A pesquisa mostra resultados alcançados a partir de um aprofundamento

bibliográfico e entrevistas realizadas com os Rikbaktsa durante os meses de março

e abril de 2015. Foram entrevistados seis indígenas, sendo uma anciã, um jovem, e

dois anciãos com idades que variam entre 25 a 64 anos. Dois deles foram os

primeiros a serem contatados pela missão Jesuíta liderada pelo Pe. João

Evangelista Dornstauder. Todos foram entrevistados utilizando a metodologia da

História Oral, a qual possibilita ao entrevistador falar diretamente com a fonte

histórica, podendo o entrevistador conhecer a história à luz de depoimentos de

pessoas que deles participaram ou testemunharam.
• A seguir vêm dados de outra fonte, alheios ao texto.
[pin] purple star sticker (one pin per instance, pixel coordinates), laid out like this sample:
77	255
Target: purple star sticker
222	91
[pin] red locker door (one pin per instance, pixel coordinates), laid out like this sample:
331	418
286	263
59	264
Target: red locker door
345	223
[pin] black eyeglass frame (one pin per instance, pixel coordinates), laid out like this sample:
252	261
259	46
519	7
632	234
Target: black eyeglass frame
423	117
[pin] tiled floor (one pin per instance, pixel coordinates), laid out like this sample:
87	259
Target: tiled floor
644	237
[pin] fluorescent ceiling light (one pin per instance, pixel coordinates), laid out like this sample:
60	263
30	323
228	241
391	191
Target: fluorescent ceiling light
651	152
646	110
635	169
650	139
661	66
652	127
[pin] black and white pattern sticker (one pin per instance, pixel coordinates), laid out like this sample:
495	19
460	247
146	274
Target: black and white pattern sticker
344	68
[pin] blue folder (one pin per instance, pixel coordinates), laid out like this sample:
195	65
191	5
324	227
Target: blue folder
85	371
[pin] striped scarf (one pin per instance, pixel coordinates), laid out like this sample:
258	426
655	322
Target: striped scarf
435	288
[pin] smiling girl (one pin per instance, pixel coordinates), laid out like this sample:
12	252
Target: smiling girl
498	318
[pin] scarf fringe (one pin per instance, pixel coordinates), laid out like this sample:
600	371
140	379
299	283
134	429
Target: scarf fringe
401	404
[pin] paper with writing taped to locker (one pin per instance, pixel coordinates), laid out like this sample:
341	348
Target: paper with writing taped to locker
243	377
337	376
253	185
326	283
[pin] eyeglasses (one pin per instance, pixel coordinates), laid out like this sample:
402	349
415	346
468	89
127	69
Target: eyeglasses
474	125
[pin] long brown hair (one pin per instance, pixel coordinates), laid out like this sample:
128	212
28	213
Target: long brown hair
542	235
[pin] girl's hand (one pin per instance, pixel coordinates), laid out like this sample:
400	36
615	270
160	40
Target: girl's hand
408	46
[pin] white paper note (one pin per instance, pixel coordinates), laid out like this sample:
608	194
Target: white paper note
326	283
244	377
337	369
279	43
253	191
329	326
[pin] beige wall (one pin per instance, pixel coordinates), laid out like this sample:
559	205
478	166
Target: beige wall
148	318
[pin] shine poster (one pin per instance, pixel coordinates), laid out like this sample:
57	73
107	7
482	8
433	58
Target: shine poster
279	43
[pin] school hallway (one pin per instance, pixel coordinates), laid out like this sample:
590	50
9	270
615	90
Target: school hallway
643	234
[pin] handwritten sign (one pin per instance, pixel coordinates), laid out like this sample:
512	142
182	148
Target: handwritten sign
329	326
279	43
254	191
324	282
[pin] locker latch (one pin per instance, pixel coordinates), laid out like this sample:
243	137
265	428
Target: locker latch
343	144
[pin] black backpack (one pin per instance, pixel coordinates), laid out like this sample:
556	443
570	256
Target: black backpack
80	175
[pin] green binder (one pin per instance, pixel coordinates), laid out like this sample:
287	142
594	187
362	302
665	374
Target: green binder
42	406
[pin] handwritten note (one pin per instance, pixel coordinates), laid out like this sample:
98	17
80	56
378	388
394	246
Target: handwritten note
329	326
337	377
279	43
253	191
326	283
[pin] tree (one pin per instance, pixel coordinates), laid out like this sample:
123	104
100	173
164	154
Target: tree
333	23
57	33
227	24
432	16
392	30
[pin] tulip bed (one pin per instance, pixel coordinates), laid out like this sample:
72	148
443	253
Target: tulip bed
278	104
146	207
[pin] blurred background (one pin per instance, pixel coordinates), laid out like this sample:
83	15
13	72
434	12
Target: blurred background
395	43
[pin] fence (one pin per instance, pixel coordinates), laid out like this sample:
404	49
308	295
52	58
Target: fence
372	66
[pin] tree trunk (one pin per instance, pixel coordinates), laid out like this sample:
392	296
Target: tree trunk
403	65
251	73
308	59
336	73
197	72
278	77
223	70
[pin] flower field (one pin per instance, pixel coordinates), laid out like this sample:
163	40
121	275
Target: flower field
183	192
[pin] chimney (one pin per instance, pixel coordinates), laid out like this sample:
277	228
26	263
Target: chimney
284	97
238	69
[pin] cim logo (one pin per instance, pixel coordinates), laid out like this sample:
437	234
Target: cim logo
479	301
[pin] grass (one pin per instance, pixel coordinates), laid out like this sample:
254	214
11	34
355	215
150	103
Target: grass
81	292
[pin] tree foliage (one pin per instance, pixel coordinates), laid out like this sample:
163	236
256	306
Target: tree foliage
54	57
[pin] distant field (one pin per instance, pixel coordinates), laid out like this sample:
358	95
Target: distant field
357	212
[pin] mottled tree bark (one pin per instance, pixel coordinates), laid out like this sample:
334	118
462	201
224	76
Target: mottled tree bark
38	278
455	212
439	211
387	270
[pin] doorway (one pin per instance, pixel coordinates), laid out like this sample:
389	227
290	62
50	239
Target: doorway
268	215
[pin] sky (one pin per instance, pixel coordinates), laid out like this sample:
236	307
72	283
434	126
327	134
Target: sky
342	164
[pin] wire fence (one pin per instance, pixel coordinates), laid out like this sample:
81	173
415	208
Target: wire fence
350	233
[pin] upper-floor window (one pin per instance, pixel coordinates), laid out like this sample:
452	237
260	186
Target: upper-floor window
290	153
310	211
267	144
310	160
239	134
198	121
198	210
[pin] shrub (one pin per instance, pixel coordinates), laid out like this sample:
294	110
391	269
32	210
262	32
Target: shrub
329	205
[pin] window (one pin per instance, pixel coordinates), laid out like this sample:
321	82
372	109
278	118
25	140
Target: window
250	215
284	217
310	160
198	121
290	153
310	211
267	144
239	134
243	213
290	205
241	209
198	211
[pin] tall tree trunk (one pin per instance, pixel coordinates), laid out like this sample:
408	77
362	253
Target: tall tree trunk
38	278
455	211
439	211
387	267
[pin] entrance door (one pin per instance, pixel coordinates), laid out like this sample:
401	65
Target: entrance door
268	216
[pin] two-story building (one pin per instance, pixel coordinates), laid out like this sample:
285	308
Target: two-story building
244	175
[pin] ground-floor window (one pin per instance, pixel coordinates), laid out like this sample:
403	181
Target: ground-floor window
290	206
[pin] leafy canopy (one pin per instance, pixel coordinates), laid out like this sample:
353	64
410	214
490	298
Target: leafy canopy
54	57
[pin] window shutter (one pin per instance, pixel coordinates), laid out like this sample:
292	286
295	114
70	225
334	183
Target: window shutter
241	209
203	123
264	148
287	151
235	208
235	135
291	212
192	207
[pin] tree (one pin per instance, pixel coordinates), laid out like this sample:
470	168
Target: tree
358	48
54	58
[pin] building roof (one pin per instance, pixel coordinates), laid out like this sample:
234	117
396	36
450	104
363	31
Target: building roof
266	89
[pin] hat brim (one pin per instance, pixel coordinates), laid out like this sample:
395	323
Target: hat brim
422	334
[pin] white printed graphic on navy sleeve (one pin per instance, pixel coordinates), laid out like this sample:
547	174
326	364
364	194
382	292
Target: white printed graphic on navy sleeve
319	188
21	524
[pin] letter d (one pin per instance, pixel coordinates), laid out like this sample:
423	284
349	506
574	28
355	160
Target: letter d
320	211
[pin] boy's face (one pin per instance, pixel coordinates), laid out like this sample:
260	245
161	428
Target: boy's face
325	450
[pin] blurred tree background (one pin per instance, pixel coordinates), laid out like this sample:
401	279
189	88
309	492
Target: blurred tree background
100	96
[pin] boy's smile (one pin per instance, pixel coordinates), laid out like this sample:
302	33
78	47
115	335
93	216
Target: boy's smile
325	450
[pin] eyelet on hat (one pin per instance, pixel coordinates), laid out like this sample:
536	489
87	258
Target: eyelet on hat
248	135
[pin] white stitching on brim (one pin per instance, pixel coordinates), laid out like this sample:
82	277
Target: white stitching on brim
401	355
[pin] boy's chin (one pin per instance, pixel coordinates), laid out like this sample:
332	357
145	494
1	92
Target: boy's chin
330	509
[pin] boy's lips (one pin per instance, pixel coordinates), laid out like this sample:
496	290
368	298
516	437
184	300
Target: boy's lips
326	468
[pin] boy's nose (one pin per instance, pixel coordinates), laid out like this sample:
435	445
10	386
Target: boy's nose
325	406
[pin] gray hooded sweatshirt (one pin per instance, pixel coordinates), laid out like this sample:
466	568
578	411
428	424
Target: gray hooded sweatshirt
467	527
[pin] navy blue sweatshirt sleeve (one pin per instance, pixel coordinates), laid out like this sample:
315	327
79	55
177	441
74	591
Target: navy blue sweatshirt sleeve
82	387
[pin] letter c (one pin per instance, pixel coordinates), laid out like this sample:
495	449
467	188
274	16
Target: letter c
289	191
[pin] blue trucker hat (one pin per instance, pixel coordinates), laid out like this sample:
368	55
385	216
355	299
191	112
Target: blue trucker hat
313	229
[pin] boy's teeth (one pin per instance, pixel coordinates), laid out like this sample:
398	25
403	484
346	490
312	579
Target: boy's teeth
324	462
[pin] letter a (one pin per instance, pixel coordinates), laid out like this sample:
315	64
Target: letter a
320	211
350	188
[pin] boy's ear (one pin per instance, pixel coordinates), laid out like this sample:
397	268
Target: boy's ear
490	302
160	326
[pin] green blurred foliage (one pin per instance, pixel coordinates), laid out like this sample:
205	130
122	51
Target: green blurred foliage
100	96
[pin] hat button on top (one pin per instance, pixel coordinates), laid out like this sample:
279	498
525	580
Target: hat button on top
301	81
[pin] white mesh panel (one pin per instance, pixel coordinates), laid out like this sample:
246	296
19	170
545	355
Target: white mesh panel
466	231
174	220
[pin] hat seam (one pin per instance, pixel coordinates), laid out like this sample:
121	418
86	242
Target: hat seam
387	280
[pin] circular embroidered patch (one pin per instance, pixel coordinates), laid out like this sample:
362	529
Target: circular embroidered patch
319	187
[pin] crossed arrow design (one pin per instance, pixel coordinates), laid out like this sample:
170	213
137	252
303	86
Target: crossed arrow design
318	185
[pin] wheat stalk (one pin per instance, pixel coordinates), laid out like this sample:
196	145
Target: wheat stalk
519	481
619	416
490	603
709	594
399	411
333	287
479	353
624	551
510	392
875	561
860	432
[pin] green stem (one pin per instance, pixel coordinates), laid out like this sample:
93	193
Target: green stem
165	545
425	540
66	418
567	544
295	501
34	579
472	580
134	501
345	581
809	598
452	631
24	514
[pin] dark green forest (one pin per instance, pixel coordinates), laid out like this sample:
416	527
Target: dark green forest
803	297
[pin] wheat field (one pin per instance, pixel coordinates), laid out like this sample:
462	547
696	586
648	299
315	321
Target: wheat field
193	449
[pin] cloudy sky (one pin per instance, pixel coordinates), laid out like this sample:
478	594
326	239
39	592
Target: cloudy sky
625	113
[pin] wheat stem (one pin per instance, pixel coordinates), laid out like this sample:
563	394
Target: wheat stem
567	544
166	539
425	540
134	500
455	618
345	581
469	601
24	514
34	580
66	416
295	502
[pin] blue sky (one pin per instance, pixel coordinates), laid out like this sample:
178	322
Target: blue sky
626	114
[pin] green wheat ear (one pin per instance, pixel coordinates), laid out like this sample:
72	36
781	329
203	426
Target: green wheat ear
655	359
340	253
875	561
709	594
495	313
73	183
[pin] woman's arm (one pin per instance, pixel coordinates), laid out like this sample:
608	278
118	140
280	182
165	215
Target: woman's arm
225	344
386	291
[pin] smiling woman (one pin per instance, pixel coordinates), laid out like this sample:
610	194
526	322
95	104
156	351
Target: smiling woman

Dessa forma, analisando a complexidade do tema a ser abordado, é

importante levantar as seguintes questões que ao longo da monografia, pretendem

ser respondidas:

É possível contar a história de Juína a partir do olhar distante? Qual o olhar

da etnia Rikbaktsa sobre a formação do município? Como foi essa troca de culturas

tão distintas entre si?

Para a confluência dessas indagações, trabalhamos com as seguintes

hipóteses: a visão indígena sobre a formação de Juína é diferente da que é contada

pelos pioneiros, pois a mesma é a visão de quem foi oprimido pelo processo. E, a

visão Rikbaktsa a cerca da formação do município de Juína é a mesma narrada e

registrada pelos pioneiros, não havendo dessa forma, um processo de opressão e

sim de aculturação da etnia.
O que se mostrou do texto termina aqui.